Análises científicas corroboram a descoberta.
Pesquisadores de diversas instituições, incluindo a Universidade de Liverpool, contribuíram para a análise do sítio. O trabalho concentrou-se em determinar se os sedimentos avermelhados representavam uma lareira criada por atividade humana ou se eram resultado de processos naturais, como incêndios florestais ou alterações na cor do solo causadas pela oxidação. Tradicionalmente, as lareiras no registro arqueológico são identificadas por camadas avermelhadas sobrepostas por cinzas e carvão. No entanto, em Barnham — e em muitos outros sítios a céu aberto — o vento e a água frequentemente removem esses indicadores, deixando apenas manchas de argila avermelhada, o que dificulta a confirmação da presença humana.

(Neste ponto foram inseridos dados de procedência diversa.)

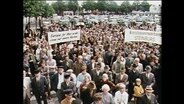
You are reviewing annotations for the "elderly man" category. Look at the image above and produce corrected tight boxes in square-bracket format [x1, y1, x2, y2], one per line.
[114, 83, 128, 104]
[141, 65, 155, 88]
[23, 71, 31, 104]
[137, 86, 158, 104]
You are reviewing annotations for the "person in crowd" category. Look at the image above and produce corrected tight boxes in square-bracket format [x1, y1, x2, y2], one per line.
[60, 89, 82, 104]
[100, 73, 116, 93]
[73, 56, 84, 76]
[141, 65, 156, 88]
[114, 83, 129, 104]
[128, 64, 140, 101]
[125, 52, 134, 70]
[133, 78, 144, 104]
[102, 84, 115, 104]
[57, 73, 76, 102]
[91, 93, 103, 104]
[62, 56, 73, 72]
[31, 70, 49, 104]
[115, 67, 128, 85]
[80, 81, 96, 104]
[66, 69, 77, 84]
[90, 63, 103, 92]
[50, 66, 65, 92]
[112, 57, 125, 73]
[23, 70, 31, 104]
[133, 58, 143, 74]
[137, 86, 158, 104]
[79, 75, 91, 92]
[102, 65, 114, 82]
[77, 64, 91, 86]
[46, 55, 57, 78]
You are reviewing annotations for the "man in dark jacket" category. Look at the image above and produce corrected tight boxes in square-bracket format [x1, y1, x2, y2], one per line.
[137, 86, 158, 104]
[31, 70, 49, 104]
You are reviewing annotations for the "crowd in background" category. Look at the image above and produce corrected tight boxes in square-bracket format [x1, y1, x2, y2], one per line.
[23, 17, 161, 104]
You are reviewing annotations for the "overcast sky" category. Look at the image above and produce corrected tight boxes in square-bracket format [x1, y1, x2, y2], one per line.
[47, 0, 162, 6]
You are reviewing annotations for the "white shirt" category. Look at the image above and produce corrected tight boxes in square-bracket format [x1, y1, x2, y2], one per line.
[23, 77, 31, 89]
[47, 59, 56, 68]
[57, 73, 64, 89]
[114, 91, 128, 104]
[71, 73, 77, 84]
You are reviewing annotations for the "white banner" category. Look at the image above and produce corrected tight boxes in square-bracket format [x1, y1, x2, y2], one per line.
[48, 30, 80, 45]
[125, 29, 162, 44]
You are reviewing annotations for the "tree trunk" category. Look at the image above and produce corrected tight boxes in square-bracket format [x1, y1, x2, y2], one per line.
[28, 16, 31, 27]
[35, 17, 37, 29]
[26, 16, 27, 24]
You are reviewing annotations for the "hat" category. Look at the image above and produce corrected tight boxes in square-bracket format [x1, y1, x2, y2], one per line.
[96, 62, 101, 67]
[135, 78, 141, 82]
[117, 83, 126, 89]
[145, 86, 154, 92]
[34, 69, 40, 74]
[145, 65, 151, 70]
[66, 69, 73, 73]
[58, 66, 64, 68]
[104, 65, 110, 69]
[64, 73, 70, 79]
[132, 64, 137, 68]
[63, 89, 73, 95]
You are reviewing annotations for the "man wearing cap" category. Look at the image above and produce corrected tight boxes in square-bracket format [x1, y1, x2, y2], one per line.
[114, 83, 129, 104]
[23, 70, 31, 104]
[115, 67, 128, 85]
[141, 65, 155, 88]
[77, 64, 91, 86]
[73, 56, 83, 76]
[31, 70, 49, 104]
[51, 66, 65, 92]
[57, 73, 76, 102]
[137, 86, 158, 104]
[90, 63, 103, 92]
[63, 55, 73, 72]
[60, 89, 75, 104]
[102, 65, 114, 82]
[128, 64, 140, 101]
[66, 69, 77, 84]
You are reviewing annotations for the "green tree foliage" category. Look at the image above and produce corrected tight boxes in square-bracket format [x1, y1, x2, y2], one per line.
[107, 1, 119, 13]
[97, 0, 108, 12]
[82, 0, 97, 10]
[42, 4, 55, 18]
[67, 0, 79, 14]
[52, 0, 67, 15]
[140, 0, 151, 11]
[120, 0, 132, 14]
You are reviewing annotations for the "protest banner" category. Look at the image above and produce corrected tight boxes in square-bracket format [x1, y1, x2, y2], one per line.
[125, 29, 162, 44]
[48, 30, 80, 45]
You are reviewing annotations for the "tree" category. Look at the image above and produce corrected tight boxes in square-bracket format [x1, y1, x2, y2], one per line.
[82, 0, 97, 11]
[140, 0, 151, 12]
[67, 0, 79, 14]
[120, 0, 132, 14]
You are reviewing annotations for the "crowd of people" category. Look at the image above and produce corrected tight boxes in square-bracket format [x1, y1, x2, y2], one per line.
[23, 16, 161, 104]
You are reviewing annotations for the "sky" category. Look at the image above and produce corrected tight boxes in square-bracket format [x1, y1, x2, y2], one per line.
[47, 0, 162, 6]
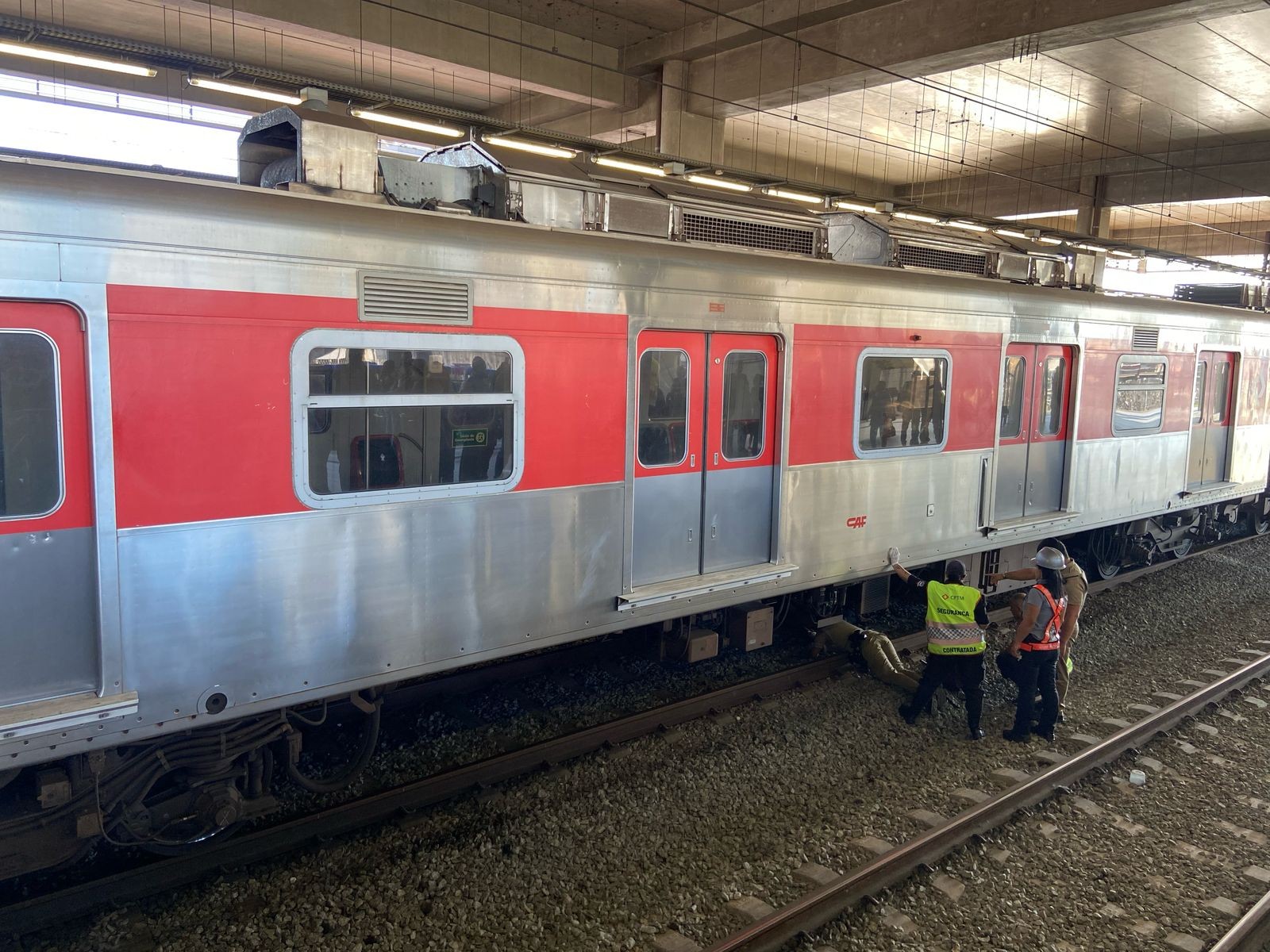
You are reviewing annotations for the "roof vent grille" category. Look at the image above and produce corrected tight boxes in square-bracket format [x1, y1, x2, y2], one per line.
[1133, 328, 1160, 351]
[683, 212, 815, 255]
[895, 241, 988, 277]
[357, 271, 472, 324]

Para solucionar esse problema, a equipe de pesquisa aplicou uma combinação de micromorfologia do solo, arqueomagnetismo e análise de hidrocarbonetos aromáticos policíclicos (HAPs) aos solos avermelhados e áreas adjacentes.
Em geral, as conclusões mostram que os humanos em Barnham criavam ativamente o seu próprio fogo. A presença de fragmentos de pirita no sítio arqueológico representa a evidência mais antiga conhecida da tecnologia de ignição por fricção. Esta descoberta amplia a cronologia da tecnologia de produção de fogo em aproximadamente 400.000 anos e estabelece Barnham como um ponto de referência global fundamental para as práticas mais antigas conhecidas de produção de fogo. Os resultados destacam como a capacidade de criar e controlar o fogo — um dos pontos de virada mais significativos da história da humanidade — teve benefícios práticos e sociais que alteraram a evolução humana, e esta descoberta extraordinária recua esse ponto de virada em cerca de 350.000 anos.
O trabalho também contou com a participação de colegas do Museu de História Natural de Londres, da Queen Mary University of London, da UCL e da Universidade de Leiden.